# What's the deal with these bearing buddies?



## moloch16 (Jun 19, 2011)

My "new to me" boat came with bearing buddies on the trailer. I took the plastic cover off for a visual inspection and noticed the plastic cover is full of grease, and there is a lot of grease around the grease zerk. This doesn't seem normal to me, it seems the grease should be on the inside of the zerk not on the outside and in the plastic cover. Does this indicate a problem?

In the attached picture you can see what I'm talking about. Notice the grease that splattered on the wheel as I towed it this morning.


----------



## lckstckn2smknbrls (Jun 19, 2011)

Take it all apart clean and inspect everything.


----------



## crazymanme2 (Jun 19, 2011)

Your bearing buddy's look like mine.Mine has a rubber cover you take off to grease & you will see grease coming out when greasing.


----------



## bcbouy (Jun 19, 2011)

looks like it wasn't cleaned out after greasing. mine ooze when i pump them full.


----------



## TNtroller (Jun 20, 2011)

looks fairly normal, previous owner just greased 'em and put the cover back on. I would disassemble, clean and repack the bearings, and fill it up again just to be sure there are no air pockets or water inside the hub, etc.


----------



## BassBlaster (Jun 21, 2011)

Yep, completely normal. You can take em off like said and clean em up but unless you wipe them down all the time they are gonna continue to look like that. They always ooze especially when full. Just buy some bras for them to keep your wheels clean.


----------



## Hanr3 (Jun 26, 2011)

I dont have any grease ouzing past my bearing buddies. Just returned home from a 400 mile round trip weekend outing. I have 8" tires and ran 65mph each way, hubs still cool/luke warm to the touch. Still no grease ouzing past my bearing buddies. Are you sure they are supposed to leak? I thought that was a sign they were overfilled. My understanding was you filled until the spring started to move, that indicated the hub was full of grease.


----------



## TNtroller (Jun 27, 2011)

Hanr3 said:


> I dont have any grease ouzing past my bearing buddies. Just returned home from a 400 mile round trip weekend outing. I have 8" tires and ran 65mph each way, hubs still cool/luke warm to the touch. Still no grease ouzing past my bearing buddies. Are you sure they are supposed to leak? I thought that was a sign they were overfilled. My understanding was you filled until the spring started to move, that indicated the hub was full of grease.

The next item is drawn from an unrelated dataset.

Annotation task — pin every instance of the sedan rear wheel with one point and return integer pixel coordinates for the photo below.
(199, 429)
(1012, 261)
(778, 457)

correct on the oozzing being caused by overfilling the BB's


----------



## gajet31 (Jun 28, 2011)

I found the same thing on my wheels. At first I noticed the splattered grease everywhere. I took off the small rubber cap and grease was everywhere. After disassembling each hub and regreasing, I noticed it was still coming out of the seams. Now I have put the rubber stopper back on, and bought small rubber end pieces that cover the entire hub, which keeps the grease from splattering. It seems like a messy situation, but I believe its correct.


----------